One question is highly relevant to predict China's future: How deep are the pockets of Chairman Xi Jinping, recently promoted to People's Leader of Communist China? Beijing's status in the world may depend on the answer. Though today it looks as if Xi's 'pockets' have no bottom, the question remains, can it last forever?
Arms race
Take the Shandong, the first-generation Chinese aircraft carrier which was launched in April 2017 by the People's Liberation Army Navy (PLAN). It is China's second aircraft carrier after the Liaoning. The conventionally powered ski-jump carrier with a 70,000 tonnes displacement was commissioned on December 17, 2019 at Sanya (Hainan) by President Xi. It probably costs far more than the estimated cost of $9 billion. A third aircraft carrier, Type 003, is already under construction and may have a displacement of 85,000 tonnes.
For the first time, a catapult-assisted takeoff barrier arrested recovery (CATOBAR), like on the most-modern US carriers, will be used.
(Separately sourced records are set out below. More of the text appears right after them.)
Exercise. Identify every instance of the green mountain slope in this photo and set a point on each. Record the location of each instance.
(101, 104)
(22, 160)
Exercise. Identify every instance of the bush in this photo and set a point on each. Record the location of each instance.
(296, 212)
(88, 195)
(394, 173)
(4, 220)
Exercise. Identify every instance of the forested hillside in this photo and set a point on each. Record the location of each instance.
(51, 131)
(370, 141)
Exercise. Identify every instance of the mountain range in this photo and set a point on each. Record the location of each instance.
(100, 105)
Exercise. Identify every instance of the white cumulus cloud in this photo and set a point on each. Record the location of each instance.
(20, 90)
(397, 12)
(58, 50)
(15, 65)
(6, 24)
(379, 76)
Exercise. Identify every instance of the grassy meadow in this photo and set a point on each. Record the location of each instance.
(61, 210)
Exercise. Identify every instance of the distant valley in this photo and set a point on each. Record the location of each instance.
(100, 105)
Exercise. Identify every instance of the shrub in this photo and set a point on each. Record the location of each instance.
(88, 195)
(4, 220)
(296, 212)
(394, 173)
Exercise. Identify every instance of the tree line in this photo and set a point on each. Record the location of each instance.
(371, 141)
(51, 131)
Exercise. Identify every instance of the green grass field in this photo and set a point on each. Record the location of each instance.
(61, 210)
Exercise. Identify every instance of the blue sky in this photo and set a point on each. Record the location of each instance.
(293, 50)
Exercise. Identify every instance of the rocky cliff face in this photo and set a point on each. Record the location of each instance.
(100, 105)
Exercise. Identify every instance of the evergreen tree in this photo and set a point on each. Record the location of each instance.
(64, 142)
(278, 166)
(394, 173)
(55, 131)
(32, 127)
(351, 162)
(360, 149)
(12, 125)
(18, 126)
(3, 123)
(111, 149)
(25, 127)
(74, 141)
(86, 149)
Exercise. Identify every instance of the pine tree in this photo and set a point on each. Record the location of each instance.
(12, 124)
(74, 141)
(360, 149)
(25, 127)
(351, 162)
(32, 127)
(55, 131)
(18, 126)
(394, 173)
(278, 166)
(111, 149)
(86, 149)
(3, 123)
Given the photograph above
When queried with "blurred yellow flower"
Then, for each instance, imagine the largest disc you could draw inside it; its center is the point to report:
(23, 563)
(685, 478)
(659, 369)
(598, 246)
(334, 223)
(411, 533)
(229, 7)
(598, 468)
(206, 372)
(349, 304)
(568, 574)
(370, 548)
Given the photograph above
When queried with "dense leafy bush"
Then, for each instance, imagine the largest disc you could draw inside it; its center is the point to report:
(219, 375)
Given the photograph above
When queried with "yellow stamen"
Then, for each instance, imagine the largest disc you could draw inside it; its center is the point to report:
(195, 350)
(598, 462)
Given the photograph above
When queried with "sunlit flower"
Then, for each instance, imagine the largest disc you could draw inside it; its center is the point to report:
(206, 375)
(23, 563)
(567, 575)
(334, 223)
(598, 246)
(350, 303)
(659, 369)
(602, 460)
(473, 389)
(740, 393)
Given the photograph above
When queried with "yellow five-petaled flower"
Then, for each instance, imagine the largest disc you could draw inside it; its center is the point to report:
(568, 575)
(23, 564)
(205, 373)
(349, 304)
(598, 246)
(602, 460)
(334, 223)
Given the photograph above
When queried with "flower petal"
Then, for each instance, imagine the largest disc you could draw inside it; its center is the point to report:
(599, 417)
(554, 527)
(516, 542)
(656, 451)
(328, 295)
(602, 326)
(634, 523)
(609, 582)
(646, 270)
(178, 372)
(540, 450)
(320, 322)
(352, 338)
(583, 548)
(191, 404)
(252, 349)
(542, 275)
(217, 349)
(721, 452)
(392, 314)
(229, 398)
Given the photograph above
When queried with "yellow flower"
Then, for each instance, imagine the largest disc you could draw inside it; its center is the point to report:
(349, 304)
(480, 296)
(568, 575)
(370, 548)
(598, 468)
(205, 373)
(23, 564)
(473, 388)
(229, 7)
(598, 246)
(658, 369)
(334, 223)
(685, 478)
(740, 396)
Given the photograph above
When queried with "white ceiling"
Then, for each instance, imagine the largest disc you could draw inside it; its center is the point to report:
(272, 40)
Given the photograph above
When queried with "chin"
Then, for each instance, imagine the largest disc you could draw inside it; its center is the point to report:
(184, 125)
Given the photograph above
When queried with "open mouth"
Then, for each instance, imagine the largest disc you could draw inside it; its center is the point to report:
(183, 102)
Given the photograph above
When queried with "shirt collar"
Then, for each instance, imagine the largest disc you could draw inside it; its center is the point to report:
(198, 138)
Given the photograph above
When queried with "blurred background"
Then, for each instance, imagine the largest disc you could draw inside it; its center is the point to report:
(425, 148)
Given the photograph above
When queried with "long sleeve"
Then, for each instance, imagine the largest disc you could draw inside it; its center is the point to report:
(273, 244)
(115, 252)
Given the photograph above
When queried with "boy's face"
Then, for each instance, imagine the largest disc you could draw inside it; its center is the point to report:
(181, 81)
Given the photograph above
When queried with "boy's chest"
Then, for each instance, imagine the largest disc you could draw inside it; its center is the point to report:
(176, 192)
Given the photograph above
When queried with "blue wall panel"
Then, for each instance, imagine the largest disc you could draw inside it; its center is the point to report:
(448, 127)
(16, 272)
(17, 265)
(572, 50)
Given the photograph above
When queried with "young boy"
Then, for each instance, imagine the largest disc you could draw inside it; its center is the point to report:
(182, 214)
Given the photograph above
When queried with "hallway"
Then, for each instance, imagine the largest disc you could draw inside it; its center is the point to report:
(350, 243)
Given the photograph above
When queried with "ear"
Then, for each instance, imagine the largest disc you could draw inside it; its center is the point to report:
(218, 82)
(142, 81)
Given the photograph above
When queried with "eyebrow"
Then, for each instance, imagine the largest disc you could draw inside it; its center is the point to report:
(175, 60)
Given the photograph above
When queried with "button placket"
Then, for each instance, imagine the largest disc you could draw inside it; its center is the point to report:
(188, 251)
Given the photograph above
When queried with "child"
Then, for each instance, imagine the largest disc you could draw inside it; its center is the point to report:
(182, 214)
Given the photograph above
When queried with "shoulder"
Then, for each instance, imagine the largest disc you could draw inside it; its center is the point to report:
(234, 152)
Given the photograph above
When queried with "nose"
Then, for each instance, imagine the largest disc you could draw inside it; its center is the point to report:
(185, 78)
The PLAN broke all the records by launching 28 ships in 2019. The list of the new ships was recently published on Twitter: Two Type-055 destroyers, Eight Type-052D destroyers, 16 Type-056 corvettes, one Type-075 LHD 1 (a multi-purpose amphibious assault ship capable of receiving helicopters and a well deck, known as a 'landing helicopter dock') and one Type-071 LPD (amphibious transport dock, also called a landing platform/dock). This is only one field. Another domain of 'investment' for the Chinese Government are foreign projects like the Belt and Road Initiative and the flagship China Pakistan Economic Corridor; the latter alone is estimated to cost $62 billion. If one adds international projects (some undertaken in India's neighbourhood i.e. in Sri Lanka, Bangladesh or Nepal), but also in Central Asia, Africa or South America, deep pockets are definitively required to finance all this, even if some of the 'generous' gifts are loans-in-disguise.
China is also pouring yuans in infrastructure, particularly in Tibet and Xinjiang. In the last five years, it has relentlessly developed the infrastructure on the 'Roof of the World'. In 2017, China Tibet News announced the reconstruction and an extension of Lhasa Gongkar Airport. In April 2019, Xinhua wrote: "As one of the region's key projects during China's Five-Year Plan, the estimated investment reaches 3.9 billion yuan ($634 million) for the new terminal building construction." The main body of the construction was completed at the end of 2019 while the new terminal building is scheduled to be opened in 2020.
Infra push
Take the railways, on January 2, it was announced that most of the Lhasa-Nyingchi railway (north of Arunachal) had been completed; the balance is expected to be operational in October 2021; its total length will be 213 km. This massive requires money, as do the three new airports on the plateau, to be completed in 2021 or the railway to Kyirong at the Nepal border. Another 'investment' is the relocation of population on the Indian border. On January 6, Tibetan Autonomous Region's (TAR) government Chairman Che Dahla (or Qizhala)said that Tibet would start a pilot scheme for constructing 30 towns on the border: "In developing a group of border towns and villages into centers of commerce, logistics hubs or tourist destinations, Tibet will proceed from local conditions, pool strength and resources to upgrade infrastructure, improve public services. A few billions more! It is not only national defence, international cooperation or internal development which require billions and billions of yuans, internal security too. In 2019, The Nikkei pointed out: "Beijing has actually been pouring even more resources into domestic security than external security." The figures are flabbergasting: China's annual spending on domestic security has more than tripled since 2007, to reach $193 billion in 2017.
"The government of what is formally the Xinjiang Uyghur Autonomous Region said last month that its security spending alone rose 92.8 per cent last year from 2016 to reach 57.95 billion yuan. It had spent only 5.45 billion on security in 2007," as per a research published by Adrian Zenz of the European School of Culture and Theology in Korntal, Germany. And what about the billions of dollars poured into propaganda by the United Front Work Department to project China's 'peaceful rise'?
The question is: Can the spending spree continue forever; the answer: It cannot. The Chinese economy is said to have only progressed by 6.0 per cent in 2019; it was the weakest growth rate since the first quarter of 1992. The trade war with the US, the weakening global demand and alarming high borrowings by local governments are responsible for the slowdown. "With the economic slowdown in China, the Chinese government is strictly controlling the volume of capital flowing out of China, making Chinese investors work much harder than before to shrink the debt level and difficult for Chinese investors to pay back the debts acquired overseas," according to Singaporean newspaper Lianhe Zaobao. The Communist country's pockets definitely have a bottom.